The latest statistics from the Ministry of Justice show that disputes regarding the arrangements for children following their parents’ separation are now taking an average of 40 weeks to resolve; a startling rise of 35% compared to the same period 12 months ago (29.9 weeks for cases issued in Q1 2020).
It is easy to attribute blame for the increased delays to the impact of the Covid-19 pandemic. However, the reality is that the family law profession (lawyers and judges alike) have adapted remarkably well following the closure of courts and the suspension of in-person hearings in March 2020.
More than year later, following the easing of lockdown restrictions, most family cases are still routinely heard remotely, via video conferencing. Whilst the professionals working in the family courts may miss the comradery and the ability to discuss cases with their opponents in the corridors of court, it can in fact be far more cost-effective and convenient for clients who no longer have to travel all the way into court, in the knowledge that they may be paying for their lawyers to do the same. Not to mention, the time spent waiting for their case to be heard. Attending court can be intimidating for clients, particularly dealing with sensitive issues regarding the arrangements for their children. Being able to do so from the comfort of their own home is for some, a welcome alternative.
However, there are drawbacks to remote hearings. Whilst straightforward directions hearings and case management conferences can be easily and efficiently dealt with by video link, final hearings and cases involving issues such as allegations of abuse can be much more difficult.
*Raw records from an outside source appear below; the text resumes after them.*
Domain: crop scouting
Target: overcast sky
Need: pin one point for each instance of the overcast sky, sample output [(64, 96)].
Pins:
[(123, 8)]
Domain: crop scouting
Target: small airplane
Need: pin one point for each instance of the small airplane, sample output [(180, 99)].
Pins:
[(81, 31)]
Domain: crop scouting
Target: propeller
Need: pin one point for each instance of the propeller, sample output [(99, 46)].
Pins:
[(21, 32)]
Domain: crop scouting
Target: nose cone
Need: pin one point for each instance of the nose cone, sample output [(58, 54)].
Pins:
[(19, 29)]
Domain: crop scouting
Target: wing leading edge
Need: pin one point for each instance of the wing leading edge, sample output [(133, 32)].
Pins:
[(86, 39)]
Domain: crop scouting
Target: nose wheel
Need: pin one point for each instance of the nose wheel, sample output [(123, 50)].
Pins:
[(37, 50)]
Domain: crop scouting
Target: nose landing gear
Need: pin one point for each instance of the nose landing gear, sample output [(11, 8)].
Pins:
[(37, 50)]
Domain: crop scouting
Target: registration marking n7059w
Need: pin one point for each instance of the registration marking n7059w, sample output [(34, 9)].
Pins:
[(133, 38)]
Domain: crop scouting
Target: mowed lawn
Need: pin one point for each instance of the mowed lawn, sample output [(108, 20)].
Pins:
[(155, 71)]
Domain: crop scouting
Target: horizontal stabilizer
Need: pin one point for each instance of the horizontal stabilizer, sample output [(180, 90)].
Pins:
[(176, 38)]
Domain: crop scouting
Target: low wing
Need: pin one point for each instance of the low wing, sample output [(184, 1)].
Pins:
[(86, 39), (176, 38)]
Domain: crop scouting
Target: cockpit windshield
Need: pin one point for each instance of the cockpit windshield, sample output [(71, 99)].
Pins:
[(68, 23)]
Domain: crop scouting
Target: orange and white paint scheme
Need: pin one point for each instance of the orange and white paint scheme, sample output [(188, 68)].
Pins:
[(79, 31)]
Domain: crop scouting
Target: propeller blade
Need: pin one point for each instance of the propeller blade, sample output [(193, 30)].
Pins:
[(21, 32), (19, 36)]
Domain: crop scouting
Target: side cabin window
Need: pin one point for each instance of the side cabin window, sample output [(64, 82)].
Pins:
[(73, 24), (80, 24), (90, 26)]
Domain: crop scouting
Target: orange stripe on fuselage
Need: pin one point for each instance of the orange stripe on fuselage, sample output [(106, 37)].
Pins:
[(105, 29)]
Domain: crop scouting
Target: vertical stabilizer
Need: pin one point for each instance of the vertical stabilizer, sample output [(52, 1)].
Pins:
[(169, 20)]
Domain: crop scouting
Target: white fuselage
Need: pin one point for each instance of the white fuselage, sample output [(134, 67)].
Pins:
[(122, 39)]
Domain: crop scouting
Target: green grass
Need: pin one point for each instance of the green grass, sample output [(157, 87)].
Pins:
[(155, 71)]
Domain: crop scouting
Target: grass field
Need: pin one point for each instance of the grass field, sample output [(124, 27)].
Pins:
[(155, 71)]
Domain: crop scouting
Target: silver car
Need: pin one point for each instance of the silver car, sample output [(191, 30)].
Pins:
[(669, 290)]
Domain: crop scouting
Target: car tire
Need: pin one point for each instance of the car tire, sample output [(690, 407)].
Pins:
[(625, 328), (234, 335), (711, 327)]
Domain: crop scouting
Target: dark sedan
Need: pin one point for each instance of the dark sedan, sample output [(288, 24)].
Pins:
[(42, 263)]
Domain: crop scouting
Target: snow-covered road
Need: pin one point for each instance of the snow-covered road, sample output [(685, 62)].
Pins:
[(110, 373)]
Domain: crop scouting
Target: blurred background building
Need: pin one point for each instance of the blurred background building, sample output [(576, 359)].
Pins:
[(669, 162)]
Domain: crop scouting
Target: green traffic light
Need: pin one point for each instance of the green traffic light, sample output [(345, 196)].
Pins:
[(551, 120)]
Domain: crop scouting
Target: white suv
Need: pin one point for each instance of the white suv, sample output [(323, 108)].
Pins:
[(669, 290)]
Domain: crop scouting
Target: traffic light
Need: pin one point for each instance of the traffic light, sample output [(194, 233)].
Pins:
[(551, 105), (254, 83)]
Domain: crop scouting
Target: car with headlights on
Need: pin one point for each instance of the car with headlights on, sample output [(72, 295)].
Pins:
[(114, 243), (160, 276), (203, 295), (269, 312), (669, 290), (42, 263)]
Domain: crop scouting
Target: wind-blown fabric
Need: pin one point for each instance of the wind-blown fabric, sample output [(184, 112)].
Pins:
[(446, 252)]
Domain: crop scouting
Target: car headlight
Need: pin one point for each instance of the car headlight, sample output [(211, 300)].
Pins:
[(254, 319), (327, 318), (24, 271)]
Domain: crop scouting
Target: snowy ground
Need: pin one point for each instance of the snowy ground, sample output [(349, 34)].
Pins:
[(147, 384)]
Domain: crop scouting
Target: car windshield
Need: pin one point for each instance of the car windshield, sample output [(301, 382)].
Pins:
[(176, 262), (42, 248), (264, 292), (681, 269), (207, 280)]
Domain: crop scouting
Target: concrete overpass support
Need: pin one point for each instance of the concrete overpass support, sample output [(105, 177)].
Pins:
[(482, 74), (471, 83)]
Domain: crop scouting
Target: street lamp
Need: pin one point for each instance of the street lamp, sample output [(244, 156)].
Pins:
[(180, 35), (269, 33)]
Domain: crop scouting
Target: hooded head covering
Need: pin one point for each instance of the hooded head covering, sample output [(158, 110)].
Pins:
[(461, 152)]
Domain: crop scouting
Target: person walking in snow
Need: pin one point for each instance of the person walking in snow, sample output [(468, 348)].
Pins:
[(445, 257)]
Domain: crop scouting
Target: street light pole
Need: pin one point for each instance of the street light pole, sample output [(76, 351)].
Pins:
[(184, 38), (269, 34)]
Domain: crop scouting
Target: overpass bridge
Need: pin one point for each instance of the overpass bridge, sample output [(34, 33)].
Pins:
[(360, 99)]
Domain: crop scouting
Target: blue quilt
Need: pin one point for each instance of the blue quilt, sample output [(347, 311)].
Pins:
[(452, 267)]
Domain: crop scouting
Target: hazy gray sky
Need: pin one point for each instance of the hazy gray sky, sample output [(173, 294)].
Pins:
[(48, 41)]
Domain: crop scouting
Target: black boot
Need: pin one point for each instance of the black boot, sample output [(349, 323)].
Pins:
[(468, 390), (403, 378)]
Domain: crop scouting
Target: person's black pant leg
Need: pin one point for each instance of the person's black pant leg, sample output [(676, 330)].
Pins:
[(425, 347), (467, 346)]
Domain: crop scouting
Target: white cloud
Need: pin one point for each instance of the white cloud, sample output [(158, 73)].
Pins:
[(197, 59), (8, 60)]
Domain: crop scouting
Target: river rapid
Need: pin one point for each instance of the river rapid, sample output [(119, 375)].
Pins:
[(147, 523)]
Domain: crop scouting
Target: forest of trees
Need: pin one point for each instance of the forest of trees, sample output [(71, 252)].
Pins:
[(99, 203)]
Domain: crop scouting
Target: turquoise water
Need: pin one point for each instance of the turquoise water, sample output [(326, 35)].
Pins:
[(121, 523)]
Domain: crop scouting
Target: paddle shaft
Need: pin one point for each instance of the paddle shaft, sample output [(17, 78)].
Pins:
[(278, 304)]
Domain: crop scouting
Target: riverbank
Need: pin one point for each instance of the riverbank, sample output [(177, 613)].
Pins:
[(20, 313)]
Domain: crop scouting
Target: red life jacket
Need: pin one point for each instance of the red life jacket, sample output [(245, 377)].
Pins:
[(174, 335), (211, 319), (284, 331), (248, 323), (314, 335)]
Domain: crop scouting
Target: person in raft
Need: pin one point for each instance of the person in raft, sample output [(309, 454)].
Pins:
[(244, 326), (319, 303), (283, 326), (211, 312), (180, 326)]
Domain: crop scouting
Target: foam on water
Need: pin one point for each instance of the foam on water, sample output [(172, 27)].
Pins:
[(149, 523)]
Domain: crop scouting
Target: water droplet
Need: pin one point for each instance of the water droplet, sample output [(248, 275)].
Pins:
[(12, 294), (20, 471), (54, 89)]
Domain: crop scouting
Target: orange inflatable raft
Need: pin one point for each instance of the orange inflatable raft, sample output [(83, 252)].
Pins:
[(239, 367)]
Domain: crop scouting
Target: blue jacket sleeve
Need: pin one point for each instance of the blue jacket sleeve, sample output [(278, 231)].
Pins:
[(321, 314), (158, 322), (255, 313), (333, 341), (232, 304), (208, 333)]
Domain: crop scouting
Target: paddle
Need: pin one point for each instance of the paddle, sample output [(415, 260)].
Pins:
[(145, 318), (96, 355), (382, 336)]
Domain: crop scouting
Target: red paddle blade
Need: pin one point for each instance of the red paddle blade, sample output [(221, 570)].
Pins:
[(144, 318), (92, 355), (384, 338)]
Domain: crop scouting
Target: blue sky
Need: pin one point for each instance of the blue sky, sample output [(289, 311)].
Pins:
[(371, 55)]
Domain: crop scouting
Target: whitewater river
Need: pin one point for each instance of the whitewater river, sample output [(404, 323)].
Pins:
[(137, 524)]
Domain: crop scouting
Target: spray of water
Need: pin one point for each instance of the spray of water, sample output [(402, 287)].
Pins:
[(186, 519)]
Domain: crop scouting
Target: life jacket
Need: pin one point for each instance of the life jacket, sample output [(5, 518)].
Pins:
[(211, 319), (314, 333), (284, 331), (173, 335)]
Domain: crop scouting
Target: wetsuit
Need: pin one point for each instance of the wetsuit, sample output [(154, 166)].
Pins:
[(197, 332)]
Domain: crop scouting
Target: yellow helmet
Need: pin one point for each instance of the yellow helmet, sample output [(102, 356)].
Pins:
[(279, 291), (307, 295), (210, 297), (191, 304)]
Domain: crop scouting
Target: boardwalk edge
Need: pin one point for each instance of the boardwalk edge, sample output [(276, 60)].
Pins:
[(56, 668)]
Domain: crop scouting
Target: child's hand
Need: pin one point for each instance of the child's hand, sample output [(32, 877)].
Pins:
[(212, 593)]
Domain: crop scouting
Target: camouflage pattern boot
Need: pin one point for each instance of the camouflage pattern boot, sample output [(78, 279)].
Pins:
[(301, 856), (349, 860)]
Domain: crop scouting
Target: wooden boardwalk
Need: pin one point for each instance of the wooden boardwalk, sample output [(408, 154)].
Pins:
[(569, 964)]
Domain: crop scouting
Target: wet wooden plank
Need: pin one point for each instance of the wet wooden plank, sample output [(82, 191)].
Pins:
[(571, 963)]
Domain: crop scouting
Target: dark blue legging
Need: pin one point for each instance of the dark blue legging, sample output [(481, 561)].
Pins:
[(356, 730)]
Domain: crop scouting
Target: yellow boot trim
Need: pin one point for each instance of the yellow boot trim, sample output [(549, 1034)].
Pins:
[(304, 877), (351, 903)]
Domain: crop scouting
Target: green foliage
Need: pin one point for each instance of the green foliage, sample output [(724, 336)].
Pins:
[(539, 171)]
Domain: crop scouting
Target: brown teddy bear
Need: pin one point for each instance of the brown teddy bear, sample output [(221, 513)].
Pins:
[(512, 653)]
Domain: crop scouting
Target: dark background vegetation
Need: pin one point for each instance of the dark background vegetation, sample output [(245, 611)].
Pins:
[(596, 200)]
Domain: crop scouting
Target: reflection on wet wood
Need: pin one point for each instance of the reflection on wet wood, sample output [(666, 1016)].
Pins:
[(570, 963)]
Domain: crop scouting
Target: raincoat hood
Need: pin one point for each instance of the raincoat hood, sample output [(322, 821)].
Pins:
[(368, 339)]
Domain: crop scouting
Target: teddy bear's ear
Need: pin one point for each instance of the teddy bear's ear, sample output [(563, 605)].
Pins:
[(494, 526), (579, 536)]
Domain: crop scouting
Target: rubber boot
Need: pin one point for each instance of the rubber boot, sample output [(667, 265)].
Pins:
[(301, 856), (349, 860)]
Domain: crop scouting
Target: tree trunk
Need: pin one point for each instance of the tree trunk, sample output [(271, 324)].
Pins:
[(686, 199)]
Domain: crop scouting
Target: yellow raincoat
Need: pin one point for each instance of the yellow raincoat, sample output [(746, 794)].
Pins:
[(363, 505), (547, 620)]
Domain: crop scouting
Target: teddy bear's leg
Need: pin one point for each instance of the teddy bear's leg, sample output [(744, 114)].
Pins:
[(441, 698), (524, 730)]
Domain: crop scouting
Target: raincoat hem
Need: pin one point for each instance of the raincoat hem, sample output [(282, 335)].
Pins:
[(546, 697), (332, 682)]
There is undoubtedly much that can be lost in attempting to take instructions remotely; for example body language and eye contact can be crucial in understanding a client’s instructions, particularly regarding sensitive issues. Not to mention the ability to comfort a client in distress.
As well as adapting to remote hearings, there has also been an increase in the adoption of alternative methods of resolving disputes regarding the arrangements for children. Many clients are understandably put off by the length of time it can take to progress cases through the courts and turn to mediation or arbitration as a more efficient, and therefore often cheaper means of reaching a resolution.
Mediation can be an attractive option for those wishing to resolve disputes amicably, by agreement with their former partner. There must be an element of goodwill as mediation can be unsuitable in cases where, for example, there is a high level of acrimony or allegations of domestic violence.
Arbitration, on the other hand, is much more akin to court proceedings in that, provided the parties can agree to enter into the process and appoint an agreed arbitrator to determine the dispute, a decision can be imposed on the parties by the arbitrator and that decision is binding. Arbitration is increasing in popularity and is even being used for complex disputes such as the international relocation of children. Following a recent Court of Appeal decision (Haley v Haley  EWCA Civ 1369) it is now possible to appeal an arbitration decision to the court, a decision which may put minds at rest for those concerned that there was no recourse following an unfavourable arbitration award.
The use of these alternative methods of resolving disputes between parents, and the way in which the court itself has adapted to digital technology as a result of the global pandemic, demonstrates the ability of the family law profession to adjust remarkably well to changing times. Whether these changes will prove to be long lasting remains to be seen but it is certainly hoped by family law professionals and their clients alike that the many beneficial changes brought about by the pandemic will not be short lived.